La rioccupazione è legata a doppio filo con i recenti sviluppi giudiziari che hanno interessato i principali esponenti del gruppo. Soltanto pochi giorni prima, infatti, il Tribunale del Riesame ha accolto il ricorso presentato dai legali degli indagati, annullando l’ordinanza di custodia cautelare emessa dal giudice per le indagini preliminari. Questo provvedimento ha rimesso in libertà i militanti che si trovavano in carcere o ai domiciliari con accuse pesantissime, tra cui l’associazione con finalità di terrorismo ed eversione dell’ordine democratico. Tra i reati contestati inizialmente figurava anche il danneggiamento ai danni della linea ferroviaria dell’Alta Velocità, un attacco avvenuto a metà febbraio che aveva causato ingenti danni economici e pesanti ripercussioni sul trasporto pubblico.
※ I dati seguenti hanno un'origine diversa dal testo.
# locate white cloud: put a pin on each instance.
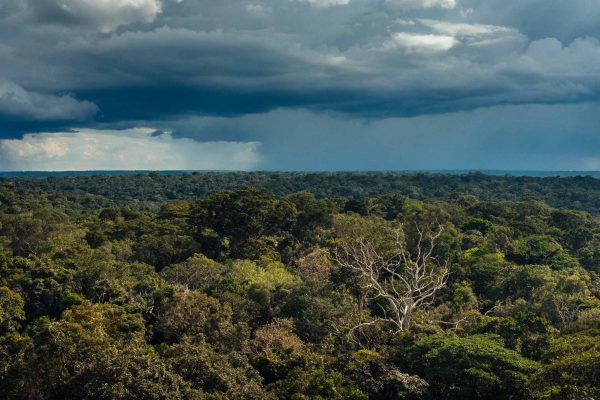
(422, 3)
(130, 149)
(421, 43)
(454, 29)
(16, 101)
(107, 15)
(327, 3)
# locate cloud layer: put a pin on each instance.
(132, 149)
(124, 63)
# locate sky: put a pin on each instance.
(309, 85)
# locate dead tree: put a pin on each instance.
(406, 281)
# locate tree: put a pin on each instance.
(473, 367)
(406, 282)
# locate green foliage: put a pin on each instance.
(199, 286)
(470, 367)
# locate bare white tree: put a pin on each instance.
(407, 282)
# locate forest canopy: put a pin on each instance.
(299, 286)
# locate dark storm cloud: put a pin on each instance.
(360, 57)
(124, 63)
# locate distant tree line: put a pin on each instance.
(246, 293)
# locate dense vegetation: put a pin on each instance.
(577, 193)
(159, 287)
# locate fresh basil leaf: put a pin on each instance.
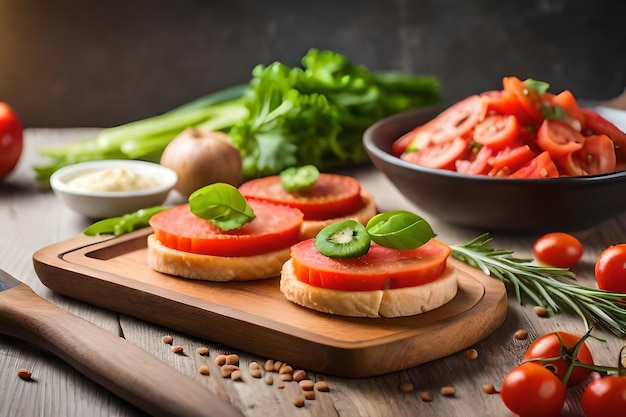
(123, 224)
(538, 87)
(399, 230)
(221, 204)
(295, 179)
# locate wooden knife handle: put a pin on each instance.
(119, 366)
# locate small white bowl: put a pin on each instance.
(104, 204)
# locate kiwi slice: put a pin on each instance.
(345, 239)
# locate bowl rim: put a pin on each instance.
(168, 178)
(371, 145)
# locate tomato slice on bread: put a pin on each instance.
(275, 227)
(332, 196)
(381, 268)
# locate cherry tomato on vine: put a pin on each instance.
(605, 396)
(558, 249)
(610, 269)
(11, 140)
(549, 346)
(532, 390)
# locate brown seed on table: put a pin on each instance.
(471, 354)
(232, 359)
(426, 396)
(24, 374)
(490, 389)
(322, 386)
(521, 334)
(220, 360)
(299, 375)
(203, 351)
(406, 386)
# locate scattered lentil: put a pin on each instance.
(25, 374)
(322, 386)
(406, 386)
(521, 334)
(203, 351)
(471, 354)
(426, 396)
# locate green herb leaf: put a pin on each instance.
(221, 204)
(399, 230)
(123, 224)
(299, 179)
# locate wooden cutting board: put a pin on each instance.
(256, 318)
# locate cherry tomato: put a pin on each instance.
(497, 130)
(597, 156)
(531, 390)
(610, 269)
(559, 138)
(541, 166)
(549, 346)
(442, 156)
(605, 396)
(558, 249)
(11, 140)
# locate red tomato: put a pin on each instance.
(549, 346)
(531, 390)
(275, 227)
(541, 166)
(595, 157)
(332, 195)
(610, 269)
(497, 131)
(598, 125)
(559, 138)
(558, 249)
(456, 121)
(443, 155)
(379, 269)
(510, 159)
(11, 140)
(529, 100)
(605, 396)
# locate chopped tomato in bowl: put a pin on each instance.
(571, 179)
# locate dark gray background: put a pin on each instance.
(88, 63)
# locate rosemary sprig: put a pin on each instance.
(552, 288)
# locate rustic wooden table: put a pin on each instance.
(31, 219)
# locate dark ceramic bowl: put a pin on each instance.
(495, 204)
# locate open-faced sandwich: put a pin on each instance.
(323, 198)
(394, 267)
(221, 236)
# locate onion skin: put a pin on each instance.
(202, 158)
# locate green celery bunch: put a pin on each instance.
(310, 115)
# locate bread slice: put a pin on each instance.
(214, 268)
(310, 228)
(399, 302)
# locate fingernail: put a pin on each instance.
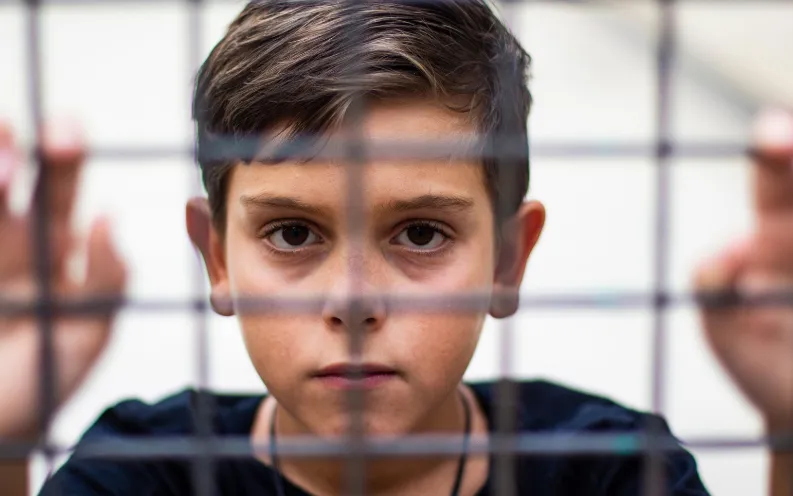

La decisione dei giudici del Riesame ha fatto cadere le misure restrittive, permettendo ai giovani di fare immediato ritorno nel quartiere e di riorganizzarsi per riprendere la gestione dello stabile di via Bencivenga. Una volta rientrati all’interno della struttura, gli occupanti hanno voluto lanciare un messaggio chiaro attraverso i propri canali telematici, rivendicando l’azione e invitando la cittadinanza e i simpatizzanti a sostenere attivamente la loro causa. La preoccupazione tra gli abitanti del quartiere è palpabile, poiché temono che il sito possa tornare a essere il fulcro di tensioni e di pianificazioni contro obiettivi istituzionali, infrastrutture di trasporto, centri per il rimpatrio e multinazionali del settore della difesa.
La tensione nell’area resta molto alta e le forze dell’ordine monitorano costantemente la situazione per evitare disordini o incidenti nel quartiere. Sull’episodio e sul clima di incertezza che si respira tra le strade di Montesacro, un portavoce dei residenti della zona ha espresso forte inquietitudine: «vedere le luci riaccendersi in quel palazzo a così poca distanza dallo sgombero ci fa sentire impotenti e preoccupati per la sicurezza delle nostre famiglie e per la tranquillità del quartiere». Spetterà ora alle autorità di pubblica sicurezza e alla magistratura valutare le prossime mosse per gestire questo nuovo capitolo dello scontro urbano.